Cuando llegué a mis aposentos, que consistían en una pequeña cámara entre las paredes de la torre, enrejada como una mazmorra pero amueblada bastante bien para alguien nada inclinado a una vida regalada, me cambié de ropa y miré por la ventana hacia las marismas, en las que el mar había bajado aunque seguía oyéndose su chapoteo a los pies de la torre. El sol, grande y bermejo, comenzaba a ocultarse tras las colinas, y las charcas cenagosas mostraban un intenso color rojo como si en ellas hubiese tenido lugar una carnicería; sobre las aguas se veía una gran nube, parecida a un monstruo que arrastrara sus largos brazos y sus garras por el cielo. Salvo por el paso medido del centinela, y el sonido metálico de su pica contra la piedra cuando daba la vuelta al final de su ronda, la tarde era extrañamente tranquila. Aburrido de mis propios pensamientos y con la esperanza de hablar con alguien, bajé los gastados escalones de piedra que conducían al patio, aunque todavía no era la hora de cenar.

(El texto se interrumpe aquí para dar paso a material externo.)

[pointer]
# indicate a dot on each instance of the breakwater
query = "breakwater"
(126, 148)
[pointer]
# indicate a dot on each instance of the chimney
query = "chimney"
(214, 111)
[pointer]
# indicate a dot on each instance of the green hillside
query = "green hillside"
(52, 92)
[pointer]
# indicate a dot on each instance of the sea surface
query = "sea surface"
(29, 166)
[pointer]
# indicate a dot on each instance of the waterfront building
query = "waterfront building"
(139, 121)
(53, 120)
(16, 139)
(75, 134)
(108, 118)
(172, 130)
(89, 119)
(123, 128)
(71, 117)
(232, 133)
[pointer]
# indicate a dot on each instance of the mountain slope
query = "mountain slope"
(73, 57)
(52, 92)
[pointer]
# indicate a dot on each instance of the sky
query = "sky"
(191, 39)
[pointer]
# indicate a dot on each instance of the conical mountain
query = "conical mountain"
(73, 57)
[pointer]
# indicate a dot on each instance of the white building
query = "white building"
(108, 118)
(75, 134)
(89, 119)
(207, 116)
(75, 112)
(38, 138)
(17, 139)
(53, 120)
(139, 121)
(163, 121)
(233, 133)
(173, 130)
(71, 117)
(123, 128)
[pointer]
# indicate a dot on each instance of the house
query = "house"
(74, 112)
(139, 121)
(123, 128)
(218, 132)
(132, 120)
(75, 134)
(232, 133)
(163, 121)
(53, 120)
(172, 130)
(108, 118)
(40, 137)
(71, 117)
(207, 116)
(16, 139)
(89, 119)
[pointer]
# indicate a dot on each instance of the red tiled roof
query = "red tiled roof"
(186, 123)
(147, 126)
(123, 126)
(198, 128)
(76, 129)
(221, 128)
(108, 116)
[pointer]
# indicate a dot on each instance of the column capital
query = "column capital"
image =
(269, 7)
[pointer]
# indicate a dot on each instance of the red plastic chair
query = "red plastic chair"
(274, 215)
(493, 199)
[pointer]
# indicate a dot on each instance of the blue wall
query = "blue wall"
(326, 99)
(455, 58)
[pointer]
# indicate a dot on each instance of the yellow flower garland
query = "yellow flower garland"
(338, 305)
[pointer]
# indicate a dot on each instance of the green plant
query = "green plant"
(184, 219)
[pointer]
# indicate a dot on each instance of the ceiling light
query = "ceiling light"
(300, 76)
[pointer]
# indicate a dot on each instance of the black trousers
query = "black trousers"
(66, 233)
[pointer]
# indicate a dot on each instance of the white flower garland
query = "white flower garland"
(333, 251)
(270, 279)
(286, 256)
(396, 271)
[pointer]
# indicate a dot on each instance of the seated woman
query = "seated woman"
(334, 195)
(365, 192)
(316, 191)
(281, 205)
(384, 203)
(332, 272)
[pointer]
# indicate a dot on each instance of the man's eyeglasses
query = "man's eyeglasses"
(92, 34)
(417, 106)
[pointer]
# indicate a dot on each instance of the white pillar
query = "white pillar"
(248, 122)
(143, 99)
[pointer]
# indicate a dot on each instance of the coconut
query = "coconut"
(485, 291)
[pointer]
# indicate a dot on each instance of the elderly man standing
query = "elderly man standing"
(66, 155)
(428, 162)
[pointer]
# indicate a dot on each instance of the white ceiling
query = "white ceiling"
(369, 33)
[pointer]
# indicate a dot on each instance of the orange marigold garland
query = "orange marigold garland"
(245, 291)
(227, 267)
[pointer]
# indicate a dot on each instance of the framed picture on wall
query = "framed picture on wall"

Supuse que los hombres de la guarnición estarían cenando, pues las puertas se encontraban cerradas y no había nadie a la vista a excepción de un centinela en cada muralla. En una habitación del castillo podían verse dos ventanas iluminadas, de las que procedía el sonido de una conversación ruidosa, con risas estridentes, y en una ocasión surgió un grito de mujer, que no era de terror. Creyendo que quizá podría tropezarme con el sueco o con algún otro tipo de los de mejor pelaje, me quedé por allí; y no me equivoqué, pues enseguida salió Gulston de su alojamiento, cercano al cuarto de la guardia, y me saludó con bastante corrección. Nos pusimos a charlar sobre las guerras de Alemania, porque creí más seguro hablar de ese tema que de nuestras propias preocupaciones; logré entretenerle con estratagemas de guerra tomadas de Tito Livio y Polibio, y pude comprobar que le entusiasmaba escuchar y era avispado, aunque poco instruido. Por su voz deduje (ya que era imposible leer su rostro en la penumbra) que su desprecio hacia mí se había atenuado al oírme hablar con conocimiento sobre el orden de batalla; además, tuve la precaución de condescender con él como con una persona de gran experiencia, pues, a decir verdad, sus palabras eran a menudo muy pertinentes. Estábamos charlando sobre la combinación apropiada de alabarderos y mosqueteros, cuando oí unos pasos en los escalones de la torre y me callé para ver quién era; el sueco soltó una carcajada.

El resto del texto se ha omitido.